Mesmo assim poder-se-ia dizer: não se “virou a página da austeridade” porque a Europa não deixou; e o país não está ainda a crescer como prometido por causa da conjuntura externa (sempre a conjuntura externa…) ou porque as medidas (quais?) ainda não produziram os efeitos desejados. Dá para sorrir e descrer, mas ainda assim não dá para chorar – onde dá verdadeiramente para chorar é quando se olha para a forma como este Governo tem vindo a levar por diante a sua prioridade de “apostar na qualificação dos portugueses”. É que aí deparamo-nos com a verdadeira obra de destruição que tem vindo a ser prosseguida pelo Ministério da Educação.
Ao contrário de toda a propaganda, a herança deixada pelo anterior governo na Educação era boa e os números estão a confirmá-la. Tomemos apenas dois daqueles indicadores considerados mais importantes, e mais valorizados além fronteiros: o abandono escolar e as taxas de retenção.

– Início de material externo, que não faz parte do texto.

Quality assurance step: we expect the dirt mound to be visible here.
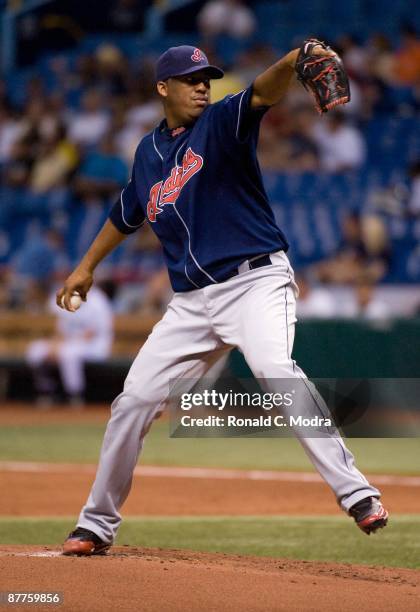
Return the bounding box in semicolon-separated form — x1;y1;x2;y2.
0;546;418;612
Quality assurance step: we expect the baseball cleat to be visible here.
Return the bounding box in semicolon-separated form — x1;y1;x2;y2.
62;527;110;556
349;497;389;535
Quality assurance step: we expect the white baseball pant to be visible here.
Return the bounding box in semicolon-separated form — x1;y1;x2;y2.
77;251;380;544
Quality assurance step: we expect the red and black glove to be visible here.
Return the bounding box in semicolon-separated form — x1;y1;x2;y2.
295;38;350;114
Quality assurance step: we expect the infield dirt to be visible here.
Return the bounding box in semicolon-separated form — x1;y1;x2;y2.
0;547;419;612
0;468;419;515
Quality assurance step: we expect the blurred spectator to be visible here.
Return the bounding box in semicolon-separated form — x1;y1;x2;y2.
337;34;369;82
341;78;363;117
258;105;319;172
67;89;110;147
124;99;161;129
26;285;114;406
316;213;390;284
128;55;157;104
295;274;337;319
73;54;101;92
368;181;408;216
236;43;278;83
12;229;70;285
73;133;128;202
30;120;78;193
257;120;292;172
113;225;165;312
115;99;161;162
198;0;256;41
10;98;50;176
344;278;391;320
94;44;130;97
8;229;70;308
287;107;319;171
362;215;391;270
311;112;366;172
71;132;128;261
394;25;420;86
369;161;420;217
367;34;396;86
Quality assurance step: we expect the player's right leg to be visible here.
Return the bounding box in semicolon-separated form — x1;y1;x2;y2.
63;290;229;555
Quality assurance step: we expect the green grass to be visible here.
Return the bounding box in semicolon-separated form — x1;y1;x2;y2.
0;516;419;569
0;421;419;474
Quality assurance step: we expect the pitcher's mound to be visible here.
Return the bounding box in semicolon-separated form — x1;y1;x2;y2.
0;546;418;611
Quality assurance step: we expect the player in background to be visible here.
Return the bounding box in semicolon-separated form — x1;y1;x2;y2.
27;284;113;406
58;43;388;555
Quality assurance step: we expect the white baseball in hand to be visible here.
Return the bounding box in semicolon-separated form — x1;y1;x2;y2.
61;291;82;311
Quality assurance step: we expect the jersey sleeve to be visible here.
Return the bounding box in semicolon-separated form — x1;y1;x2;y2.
108;166;146;235
212;84;270;144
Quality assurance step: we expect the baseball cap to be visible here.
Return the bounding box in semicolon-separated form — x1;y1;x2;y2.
156;46;224;82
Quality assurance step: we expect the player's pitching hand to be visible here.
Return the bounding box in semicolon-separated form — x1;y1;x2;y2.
56;268;93;312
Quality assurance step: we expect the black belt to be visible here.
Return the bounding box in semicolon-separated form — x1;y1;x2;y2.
247;254;272;270
224;254;274;282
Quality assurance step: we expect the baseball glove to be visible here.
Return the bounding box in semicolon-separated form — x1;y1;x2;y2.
295;38;350;114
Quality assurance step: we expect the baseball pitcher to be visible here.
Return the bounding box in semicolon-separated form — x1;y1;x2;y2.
59;41;388;555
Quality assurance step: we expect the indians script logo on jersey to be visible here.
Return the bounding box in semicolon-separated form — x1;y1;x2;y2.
147;147;203;222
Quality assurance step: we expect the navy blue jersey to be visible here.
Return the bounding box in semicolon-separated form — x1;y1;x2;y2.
109;85;289;292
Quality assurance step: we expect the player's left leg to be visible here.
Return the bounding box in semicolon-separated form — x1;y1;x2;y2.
66;289;230;550
209;257;387;532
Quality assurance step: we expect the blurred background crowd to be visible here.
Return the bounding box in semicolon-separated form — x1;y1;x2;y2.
0;0;420;321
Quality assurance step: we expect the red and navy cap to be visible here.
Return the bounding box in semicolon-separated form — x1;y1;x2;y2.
156;46;224;82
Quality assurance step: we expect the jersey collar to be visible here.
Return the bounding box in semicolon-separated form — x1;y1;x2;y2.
158;119;192;140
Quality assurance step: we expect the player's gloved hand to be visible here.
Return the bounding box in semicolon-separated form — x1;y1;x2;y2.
56;267;93;311
295;38;350;114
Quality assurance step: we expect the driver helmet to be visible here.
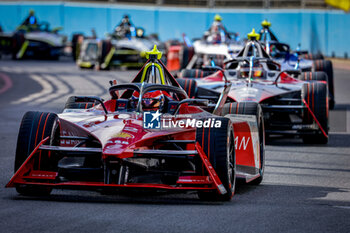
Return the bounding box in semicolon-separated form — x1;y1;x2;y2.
28;9;37;26
240;64;265;79
132;90;167;112
122;15;130;24
214;14;222;22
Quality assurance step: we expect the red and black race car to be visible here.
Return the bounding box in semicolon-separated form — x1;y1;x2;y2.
258;20;335;109
6;46;264;201
177;33;329;144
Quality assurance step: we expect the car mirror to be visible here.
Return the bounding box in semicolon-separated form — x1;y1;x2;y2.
202;66;228;82
284;69;301;76
73;96;108;114
173;99;209;115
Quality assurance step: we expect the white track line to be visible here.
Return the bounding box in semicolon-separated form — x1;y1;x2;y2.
58;75;104;96
36;74;69;104
12;74;53;104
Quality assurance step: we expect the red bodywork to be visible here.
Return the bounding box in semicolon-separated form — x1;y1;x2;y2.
193;69;328;138
6;104;260;194
7;57;261;197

A evolução dos dados do abandono escolar com Nuno Crato foi impressiva: em 2011 estava em 23%, em 2014 (dados do INE) já descera para 13,7%. Mas há mais, pois agora soube-se que no ano lectivo de 2014/2015 as taxas de retenção diminuíram, depois de também terem diminuído em 2013/2014. Ou seja, o maior grau de exigência introduzido no mandato do anterior ministro não se traduziu, depois do necessário período de adaptação, num aumento dos “chumbos”, antes na sua diminuição sustentada.

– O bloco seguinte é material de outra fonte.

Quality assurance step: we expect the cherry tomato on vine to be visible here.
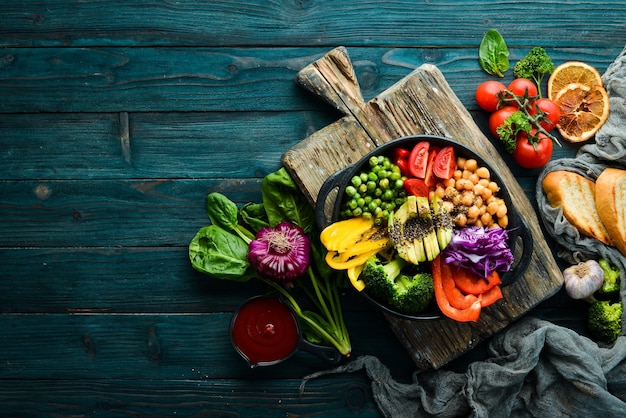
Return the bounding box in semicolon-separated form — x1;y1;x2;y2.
512;130;553;169
475;80;507;112
507;78;538;99
488;106;518;138
530;98;561;131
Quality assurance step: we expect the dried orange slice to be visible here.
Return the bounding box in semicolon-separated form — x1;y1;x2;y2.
552;82;609;143
547;61;603;99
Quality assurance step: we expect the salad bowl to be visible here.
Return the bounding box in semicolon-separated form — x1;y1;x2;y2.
315;134;534;320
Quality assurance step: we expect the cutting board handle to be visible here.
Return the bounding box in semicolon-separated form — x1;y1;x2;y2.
295;46;366;116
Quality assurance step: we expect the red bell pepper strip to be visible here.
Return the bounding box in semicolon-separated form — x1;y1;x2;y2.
453;268;502;295
432;256;481;322
423;148;440;187
479;285;503;308
441;259;480;310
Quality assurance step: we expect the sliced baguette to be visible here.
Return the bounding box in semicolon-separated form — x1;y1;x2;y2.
542;170;612;245
595;167;626;256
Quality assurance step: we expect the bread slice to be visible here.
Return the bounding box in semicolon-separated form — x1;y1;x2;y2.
542;170;612;245
595;168;626;256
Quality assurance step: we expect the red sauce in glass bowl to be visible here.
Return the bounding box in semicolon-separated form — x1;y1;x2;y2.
230;296;300;367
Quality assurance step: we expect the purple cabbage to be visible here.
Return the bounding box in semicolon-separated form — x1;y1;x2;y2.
442;226;514;278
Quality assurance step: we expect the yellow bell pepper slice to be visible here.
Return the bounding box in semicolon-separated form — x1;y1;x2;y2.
338;237;390;262
347;264;366;291
320;217;376;252
325;249;379;270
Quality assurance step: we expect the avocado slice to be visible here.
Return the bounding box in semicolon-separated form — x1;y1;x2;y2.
388;195;441;264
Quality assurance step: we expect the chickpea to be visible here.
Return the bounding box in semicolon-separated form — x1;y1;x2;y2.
496;204;508;218
461;191;474;207
487;201;499;215
443;177;455;188
465;159;478;172
457;157;466;170
476;166;490;179
479;178;490;188
498;214;509;228
473;183;485;196
481;212;492;225
467;205;480;219
462;169;471;180
455;213;467;227
435;185;445;199
474;196;484;208
488;181;500;193
454;169;463;180
482;187;493;200
468;173;480;185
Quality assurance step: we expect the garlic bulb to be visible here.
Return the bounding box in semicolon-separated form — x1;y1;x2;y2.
562;260;604;300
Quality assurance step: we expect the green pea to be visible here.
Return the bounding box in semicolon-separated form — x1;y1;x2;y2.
345;185;357;197
351;176;362;187
378;178;390;189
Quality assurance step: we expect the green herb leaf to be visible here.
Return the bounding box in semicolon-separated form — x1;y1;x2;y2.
206;192;239;231
496;111;531;153
239;202;269;233
188;225;253;281
478;29;510;77
261;167;315;233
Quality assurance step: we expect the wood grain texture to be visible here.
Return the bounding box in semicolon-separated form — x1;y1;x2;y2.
0;0;624;48
283;47;563;369
1;0;624;414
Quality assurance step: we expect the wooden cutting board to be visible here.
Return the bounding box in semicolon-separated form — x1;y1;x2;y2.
282;47;563;370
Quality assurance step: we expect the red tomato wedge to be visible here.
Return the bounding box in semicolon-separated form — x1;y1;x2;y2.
403;178;430;197
408;141;430;178
441;259;480;310
423;148;440;187
432;146;456;180
452;268;502;295
432;256;481;322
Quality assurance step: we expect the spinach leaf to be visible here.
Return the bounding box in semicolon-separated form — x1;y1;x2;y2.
478;29;509;77
261;167;315;234
188;225;253;282
206;192;239;230
205;192;255;242
240;202;269;233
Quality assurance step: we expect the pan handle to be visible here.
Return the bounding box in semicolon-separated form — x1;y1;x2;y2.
502;212;534;286
315;167;352;229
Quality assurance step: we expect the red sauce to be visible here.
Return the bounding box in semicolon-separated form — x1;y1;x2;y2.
230;296;300;367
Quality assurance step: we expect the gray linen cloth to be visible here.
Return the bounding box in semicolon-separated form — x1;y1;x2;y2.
301;47;626;417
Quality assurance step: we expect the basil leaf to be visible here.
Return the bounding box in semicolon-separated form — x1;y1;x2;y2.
478;29;509;77
188;225;253;281
261;167;315;234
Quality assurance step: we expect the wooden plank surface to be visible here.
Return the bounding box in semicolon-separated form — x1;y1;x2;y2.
283;47;563;369
1;0;625;414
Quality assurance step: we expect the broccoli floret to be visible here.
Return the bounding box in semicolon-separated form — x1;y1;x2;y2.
360;255;434;315
391;273;434;314
587;300;623;344
597;258;621;298
360;255;407;303
513;47;555;98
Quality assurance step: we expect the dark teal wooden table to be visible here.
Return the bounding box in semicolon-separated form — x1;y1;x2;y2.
1;1;624;415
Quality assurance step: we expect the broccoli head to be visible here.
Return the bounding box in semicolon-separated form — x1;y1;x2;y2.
597;258;621;298
360;255;407;304
360;255;434;315
391;273;434;314
512;47;555;97
587;300;623;344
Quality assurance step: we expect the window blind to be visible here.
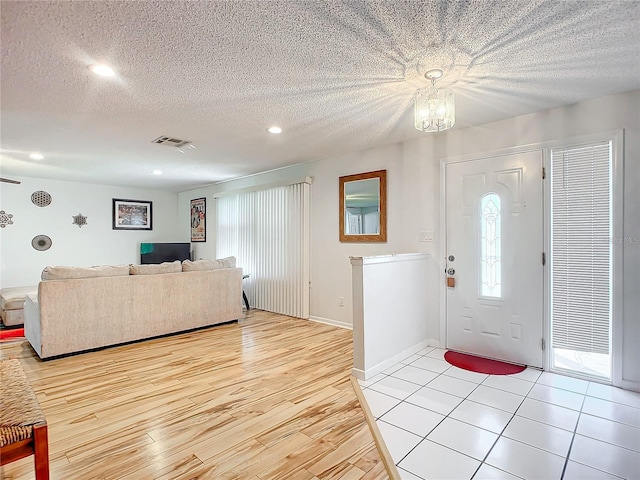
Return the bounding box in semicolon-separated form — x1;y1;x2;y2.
216;183;310;319
551;142;611;354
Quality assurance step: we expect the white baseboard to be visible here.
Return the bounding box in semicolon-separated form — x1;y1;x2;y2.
428;338;442;348
351;338;431;380
309;315;352;330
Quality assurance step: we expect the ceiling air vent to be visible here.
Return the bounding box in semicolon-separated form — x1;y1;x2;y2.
151;136;192;148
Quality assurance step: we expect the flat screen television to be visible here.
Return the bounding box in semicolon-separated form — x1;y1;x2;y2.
140;242;191;264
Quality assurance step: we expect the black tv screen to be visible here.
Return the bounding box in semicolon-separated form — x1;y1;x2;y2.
140;243;191;264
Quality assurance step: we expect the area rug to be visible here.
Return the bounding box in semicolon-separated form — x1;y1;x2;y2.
0;327;25;341
444;350;526;375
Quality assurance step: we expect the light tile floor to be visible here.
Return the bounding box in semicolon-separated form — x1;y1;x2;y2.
359;347;640;480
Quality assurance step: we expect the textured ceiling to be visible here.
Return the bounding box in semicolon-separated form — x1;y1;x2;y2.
1;0;639;191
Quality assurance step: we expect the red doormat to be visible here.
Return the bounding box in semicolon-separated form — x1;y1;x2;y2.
0;327;24;341
444;350;526;375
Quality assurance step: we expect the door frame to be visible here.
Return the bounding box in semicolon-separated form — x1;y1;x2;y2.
439;130;623;382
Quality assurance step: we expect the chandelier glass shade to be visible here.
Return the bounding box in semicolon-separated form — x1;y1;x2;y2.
414;71;455;133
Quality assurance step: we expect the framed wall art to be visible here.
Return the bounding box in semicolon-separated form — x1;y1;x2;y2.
112;198;153;230
190;197;206;242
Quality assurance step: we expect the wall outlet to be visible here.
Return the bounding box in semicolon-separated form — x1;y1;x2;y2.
420;231;434;242
339;296;345;307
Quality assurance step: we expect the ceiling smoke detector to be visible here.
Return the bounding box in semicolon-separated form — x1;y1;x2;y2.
151;136;192;149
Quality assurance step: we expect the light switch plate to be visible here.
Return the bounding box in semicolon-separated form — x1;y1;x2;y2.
419;231;434;242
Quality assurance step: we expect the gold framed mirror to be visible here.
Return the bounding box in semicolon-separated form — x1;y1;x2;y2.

Algumas das políticas que permitiram chegar a estes resultados, e que eram obra tanto de equipas ministeriais do PS como da anterior maioria, já foram ou estão a ser desmanteladas por uma equipa ministerial que, literalmente, adoptou as prioridades da Fenprof de Mário Nogueira, seguindo a agenda dos comunistas sem aparentes estados de alma. O mal já feito ao sistema de ensino no que respeita ao sistema de avaliação (de alunos e professores), ao ensino profissional e à subsidiariedade entre ensino público e privado é enorme e decorre de uma obsessão ideológica, pois se assim não fosse não havia tanto empenho em destruir o que estava a dar bons resultados, como os números comprovam.
António Costa pode ter dificuldade com os números e pouca vocação para os detalhes da economia e das finanças, mas vermos um líder socialista, secretário-geral de um partido que em tempos alardeou a sua paixão pela Educação, entregar essa área de mão beijada aos sindicatos para manter de pé uma geringonça mal nascida, é perceber que estamos perante um político indiferente ao dano das suas políticas e apenas preocupado com manter-se no poder, mesmo que às costas do diabo.
De resto, aquilo que apontam como sendo o grande feito de Costa – manter a geringonça de pé e a andar – não é sequer obra maior, pois os seus parceiros já ganharam muito com o negócio que fizeram e todos temem que, se o desfizerem, abram a porta ao regresso da anterior maioria. A sombra de Passos Coelho paira sobre a geringonça como um espectro, o que faz dela o grande cimento de um casamento que, suspeito, só se romperá quando estivermos, de novo, entre a espada e a parede. Mais: se não houver nenhum milagre improvável, é a economia que aí nos conduzirá. A maldita economia, a maldita realidade.
Por tudo isso, por não avaliar o malabarista mas sim quem parece indiferente ao risco de conduzir o país, sempre a sorrir, em direcção a uma tempestade perfeita, a nota de António Costa só pode ser negativa. E com outlooknegativo, como diriam as agências de rating.